As he walked her through the rooms, she thought how different it was from her visit to Rodmell, when she had been obliged to feign interest in Alison’s paint-finishes and endless stories
about tracking down knick-knacks. Here she was pushing Rupert for details, wanting to know exactly where everything came from. The furniture was from his family’s country estate, which
explained why it all fell together so casually, worn pieces of indifferent furniture mixed with the odd antique, non e of it screaming to be admired the way that Alison’s house was. He told
her he had bought the house on a whim ten years ago, when he had been driving through the area on the way to a friend’s wedding. It reassured Jane that this had been before he met Lydia. It
brought alive a whole part of him that had nothing to do with the guilty, reluctant fiance that she knew. It showed him in the light of someone free-spirited and open to possibility; the same way
that the house now showed her a new way of living, if only she chose to follow it.

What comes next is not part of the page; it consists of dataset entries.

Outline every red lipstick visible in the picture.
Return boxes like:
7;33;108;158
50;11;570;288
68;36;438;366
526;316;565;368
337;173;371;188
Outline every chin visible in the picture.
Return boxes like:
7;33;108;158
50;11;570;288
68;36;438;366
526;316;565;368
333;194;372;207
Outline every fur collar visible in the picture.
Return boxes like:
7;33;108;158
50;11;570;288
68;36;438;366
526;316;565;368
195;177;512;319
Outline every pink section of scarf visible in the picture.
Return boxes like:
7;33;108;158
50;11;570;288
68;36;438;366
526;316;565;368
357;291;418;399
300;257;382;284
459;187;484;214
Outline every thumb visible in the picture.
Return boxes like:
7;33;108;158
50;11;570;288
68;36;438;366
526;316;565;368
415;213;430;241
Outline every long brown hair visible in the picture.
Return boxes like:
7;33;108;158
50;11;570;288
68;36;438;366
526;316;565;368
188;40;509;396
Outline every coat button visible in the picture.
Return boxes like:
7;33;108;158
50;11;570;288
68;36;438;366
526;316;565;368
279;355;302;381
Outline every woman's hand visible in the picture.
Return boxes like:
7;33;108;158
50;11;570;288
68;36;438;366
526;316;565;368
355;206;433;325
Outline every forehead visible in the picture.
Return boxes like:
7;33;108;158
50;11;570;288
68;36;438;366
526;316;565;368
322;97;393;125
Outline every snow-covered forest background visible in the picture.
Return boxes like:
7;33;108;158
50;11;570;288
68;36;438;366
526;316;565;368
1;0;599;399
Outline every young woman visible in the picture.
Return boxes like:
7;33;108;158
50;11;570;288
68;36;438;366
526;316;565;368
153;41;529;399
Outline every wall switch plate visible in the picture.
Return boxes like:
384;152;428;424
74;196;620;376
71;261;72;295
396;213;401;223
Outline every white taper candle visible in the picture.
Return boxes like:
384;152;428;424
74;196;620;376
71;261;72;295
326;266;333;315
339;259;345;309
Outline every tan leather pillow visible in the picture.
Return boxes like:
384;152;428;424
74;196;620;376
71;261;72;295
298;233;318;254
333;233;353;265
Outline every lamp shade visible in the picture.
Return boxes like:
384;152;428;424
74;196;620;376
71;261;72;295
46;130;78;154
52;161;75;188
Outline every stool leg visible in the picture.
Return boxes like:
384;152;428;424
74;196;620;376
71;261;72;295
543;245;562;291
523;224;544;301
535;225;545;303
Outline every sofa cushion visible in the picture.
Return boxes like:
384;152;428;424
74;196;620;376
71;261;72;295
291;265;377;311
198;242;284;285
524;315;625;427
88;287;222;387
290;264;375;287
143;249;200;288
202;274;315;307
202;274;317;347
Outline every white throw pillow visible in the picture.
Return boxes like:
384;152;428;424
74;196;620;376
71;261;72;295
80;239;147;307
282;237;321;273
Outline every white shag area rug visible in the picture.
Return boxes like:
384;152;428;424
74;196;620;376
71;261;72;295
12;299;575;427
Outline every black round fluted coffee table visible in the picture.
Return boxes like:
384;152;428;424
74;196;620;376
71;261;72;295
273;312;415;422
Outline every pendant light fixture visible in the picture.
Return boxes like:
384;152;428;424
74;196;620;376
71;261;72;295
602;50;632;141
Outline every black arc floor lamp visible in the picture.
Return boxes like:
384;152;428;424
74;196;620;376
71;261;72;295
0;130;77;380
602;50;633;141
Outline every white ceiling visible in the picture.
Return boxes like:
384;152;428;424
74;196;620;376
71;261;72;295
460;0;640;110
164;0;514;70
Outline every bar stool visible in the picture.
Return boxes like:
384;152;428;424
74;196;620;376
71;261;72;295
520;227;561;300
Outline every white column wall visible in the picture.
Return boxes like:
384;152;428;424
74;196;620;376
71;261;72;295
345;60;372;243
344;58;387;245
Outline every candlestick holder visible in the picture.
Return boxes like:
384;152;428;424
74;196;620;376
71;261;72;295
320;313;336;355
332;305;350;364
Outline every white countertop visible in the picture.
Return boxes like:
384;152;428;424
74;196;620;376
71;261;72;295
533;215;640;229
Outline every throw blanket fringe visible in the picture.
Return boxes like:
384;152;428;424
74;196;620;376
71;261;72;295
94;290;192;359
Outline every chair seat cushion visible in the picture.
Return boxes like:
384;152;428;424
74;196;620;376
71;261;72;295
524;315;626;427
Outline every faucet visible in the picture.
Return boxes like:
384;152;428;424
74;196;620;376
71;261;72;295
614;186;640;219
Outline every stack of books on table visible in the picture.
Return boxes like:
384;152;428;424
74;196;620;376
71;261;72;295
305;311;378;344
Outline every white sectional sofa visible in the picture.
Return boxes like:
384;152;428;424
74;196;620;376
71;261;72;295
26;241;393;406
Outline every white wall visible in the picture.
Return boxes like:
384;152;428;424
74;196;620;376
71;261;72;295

By the time they got outside, Lydia and Will had finished the coffee so Rupert took the jug off to make some more. Liberty was still playing with the dog, overjoyed to have found a surrogate
pet.

‘I’m glad you made it,’ said Lydia, shrugging off her light jacket to reveal a low-cut tee shirt, ‘it can get a bit tedious stuck out here by ourselves. Rupert’s
not bothered, he fiddles around in the garden, but I get restless. Though at least the weather’s been fantastic, you do sometimes get that down here in April, a foretaste of summer.’
She lifted her feet onto a chair, pulling up her skirt to tan her legs, watching Will’s reaction from behind her sunglasses.

‘Do you know any of the locals?’ asked Jane, sitting down at the table.

Lydia pulled a face. ‘There’s no way I’m getting on that merry-go-round. Half of them are expats, boring old farts who have retired out here. They spend all their time having
dinner at each other’s houses and repeating the same conversations.’